Решительно я не создан для подобной забавы. Я пробовал охотиться, но никогда не любил охоты, и если бы мне самому приходилось резать цыплят на жаркое, я бы согласился лучше ничего не есть, кроме зерен и травы. Но охотиться за людьми всегда будет для меня совершенным кошмаром. Мне нужно было употребить всю силу воли и все усилия ума, чтоб отогнать какие-то видения, начавшие, как в бреду, представляться в мрачной обстановке моего убежища.

К счастью, в кармане моего платья нашелся маленький походный альбом и карандаш. Я начал изучать очертания водопада и скал; потом, чтобы согреться и расправить члены, предпринял гимнастическую прогулку по уступам. Овраг был так пуст, что мне пришла охота идти дальше, но из страха расстроить близкое счастье я сделался совершенным трусом и продолжал прятаться в расселине, которую нельзя увидеть иначе, как подошедши к самой подошве утеса, что, как я испытал, очень трудно.
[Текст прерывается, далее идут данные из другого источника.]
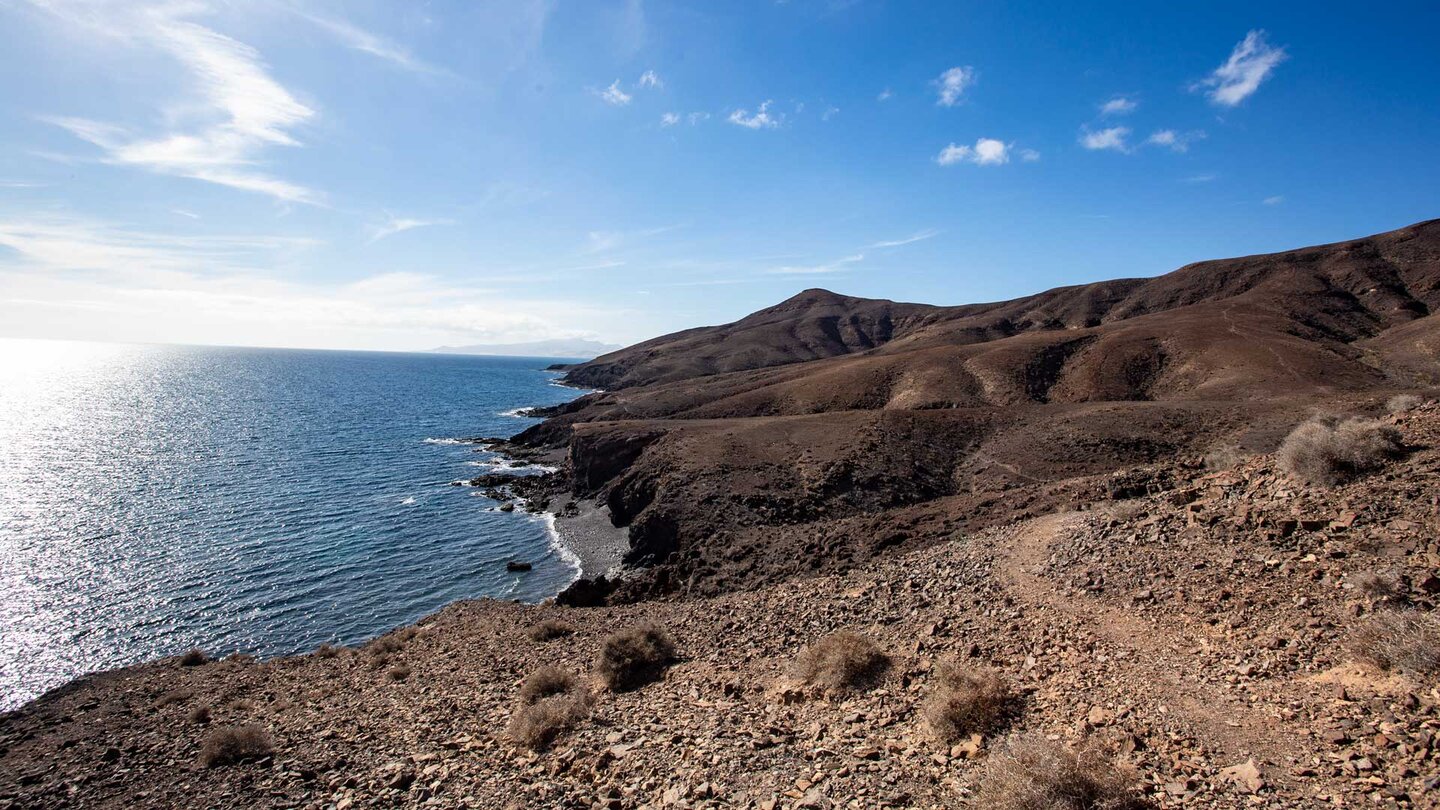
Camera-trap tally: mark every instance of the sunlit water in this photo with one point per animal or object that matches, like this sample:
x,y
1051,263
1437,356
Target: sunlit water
x,y
156,499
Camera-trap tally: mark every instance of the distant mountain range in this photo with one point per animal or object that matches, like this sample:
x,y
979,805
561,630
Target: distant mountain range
x,y
563,348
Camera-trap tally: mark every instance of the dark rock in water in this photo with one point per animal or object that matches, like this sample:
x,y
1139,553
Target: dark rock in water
x,y
585,593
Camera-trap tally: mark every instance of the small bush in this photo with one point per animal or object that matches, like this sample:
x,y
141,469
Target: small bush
x,y
1329,451
549,630
1401,402
536,725
1398,640
546,682
235,744
1031,773
635,656
843,660
965,701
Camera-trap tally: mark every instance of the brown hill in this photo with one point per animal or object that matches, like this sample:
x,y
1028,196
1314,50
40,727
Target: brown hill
x,y
782,443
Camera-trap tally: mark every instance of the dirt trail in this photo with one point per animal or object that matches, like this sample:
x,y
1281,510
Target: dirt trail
x,y
1167,673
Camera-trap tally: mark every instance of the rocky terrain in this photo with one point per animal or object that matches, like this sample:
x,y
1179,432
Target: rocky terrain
x,y
1077,492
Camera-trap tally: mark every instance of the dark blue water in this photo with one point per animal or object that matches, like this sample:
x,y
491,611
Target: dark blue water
x,y
156,499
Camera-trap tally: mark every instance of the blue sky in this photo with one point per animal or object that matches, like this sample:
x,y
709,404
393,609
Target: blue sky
x,y
408,175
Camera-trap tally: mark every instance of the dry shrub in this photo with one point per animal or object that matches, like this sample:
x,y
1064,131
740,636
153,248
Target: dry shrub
x,y
635,656
235,744
1398,640
965,702
546,682
1329,451
549,630
843,660
1031,773
1401,402
536,725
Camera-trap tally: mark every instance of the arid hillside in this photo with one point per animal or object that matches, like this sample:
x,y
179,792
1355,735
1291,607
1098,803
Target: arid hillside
x,y
785,443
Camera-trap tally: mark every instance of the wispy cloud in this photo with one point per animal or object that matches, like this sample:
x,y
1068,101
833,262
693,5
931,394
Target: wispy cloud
x,y
913,238
245,108
1118,105
359,39
838,265
1109,139
615,95
987,152
762,118
1239,78
1172,140
952,85
402,224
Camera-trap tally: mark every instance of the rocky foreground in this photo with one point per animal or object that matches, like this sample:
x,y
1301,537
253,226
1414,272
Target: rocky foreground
x,y
1208,639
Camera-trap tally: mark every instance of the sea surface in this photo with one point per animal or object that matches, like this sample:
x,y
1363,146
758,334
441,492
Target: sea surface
x,y
154,499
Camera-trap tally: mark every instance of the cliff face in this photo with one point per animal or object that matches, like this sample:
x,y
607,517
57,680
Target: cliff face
x,y
781,443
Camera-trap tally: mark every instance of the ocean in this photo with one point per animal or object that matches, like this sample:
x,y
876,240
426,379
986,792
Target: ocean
x,y
154,499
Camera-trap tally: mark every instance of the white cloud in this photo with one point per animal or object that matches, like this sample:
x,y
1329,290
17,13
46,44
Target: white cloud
x,y
1240,77
952,84
987,152
363,41
1112,139
913,238
762,118
402,224
1118,105
838,265
244,108
615,95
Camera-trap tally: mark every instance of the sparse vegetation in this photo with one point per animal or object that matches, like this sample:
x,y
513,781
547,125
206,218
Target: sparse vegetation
x,y
546,682
1401,402
1398,640
635,656
550,702
549,630
841,662
235,744
1328,450
193,657
1031,773
965,701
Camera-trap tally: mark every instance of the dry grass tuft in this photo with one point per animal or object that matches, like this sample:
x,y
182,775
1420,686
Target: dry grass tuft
x,y
536,725
965,702
1401,402
549,630
547,682
1398,640
235,744
841,662
635,656
1031,773
1329,451
193,657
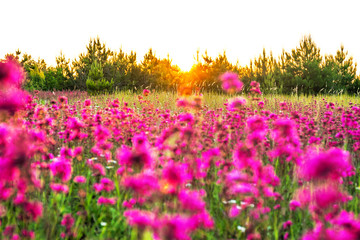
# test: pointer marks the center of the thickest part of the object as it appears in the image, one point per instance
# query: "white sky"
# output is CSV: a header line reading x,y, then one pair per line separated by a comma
x,y
43,28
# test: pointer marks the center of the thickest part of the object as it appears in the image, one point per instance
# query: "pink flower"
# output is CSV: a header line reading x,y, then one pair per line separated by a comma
x,y
332,164
11,74
287,224
191,200
67,221
231,82
140,219
59,188
106,201
79,179
12,100
61,168
144,183
236,104
234,211
34,209
146,92
175,174
87,102
105,184
294,205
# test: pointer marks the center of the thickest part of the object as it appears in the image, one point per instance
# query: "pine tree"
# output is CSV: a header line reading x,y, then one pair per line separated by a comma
x,y
96,83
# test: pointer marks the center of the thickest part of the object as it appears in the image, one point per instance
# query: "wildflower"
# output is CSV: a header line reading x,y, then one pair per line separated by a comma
x,y
106,201
332,164
59,188
143,183
87,102
34,209
234,211
79,179
191,200
294,205
140,219
146,92
61,168
174,174
12,100
236,104
231,82
11,74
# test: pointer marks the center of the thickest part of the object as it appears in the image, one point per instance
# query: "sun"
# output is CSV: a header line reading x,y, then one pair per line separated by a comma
x,y
184,65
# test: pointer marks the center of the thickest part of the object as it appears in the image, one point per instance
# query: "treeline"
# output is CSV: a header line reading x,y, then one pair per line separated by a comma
x,y
303,70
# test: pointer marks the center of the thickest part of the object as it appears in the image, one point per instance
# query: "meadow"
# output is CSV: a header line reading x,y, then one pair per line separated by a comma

Поужинать мне не удалось: я забыл положить в воду мешок с люпиновыми семенами, и они совершенно засохли. Однако, во избежание слишком сильного голода, я разгрыз несколько зерен и выкурил сигару. Вкушая эту скудную пищу и сравнивая себя с отшельниками минувших веков, я вспомнил бедного монаха, оставленного накануне в Мондрагоне; по всей вероятности, он ничего не ел со вчерашнего дня, разве Тарталья вздумал уделить ему частицу съестных припасов, которые так тщательно прятал и запирал от него. Но Тарталья поступил, вероятно, так же, как я: не забыл ли он своего друга Carcioffa, как и я забыл его, прощаясь с Фелипоне? Да, действительно, бедный брат Киприан точно так же выпал у меня из головы, как старое платье, брошенное в шкафу. Поголодав один день, он не мог умереть, но, вспоминая о мощных способностях его желудка, о беспощадных зубах, наводивших на нас ужас и уныние, я не мог не упрекнуть себя в забывчивости и мысленно просил прощения у Даниеллы за все зло, которое я причинял ее родственникам.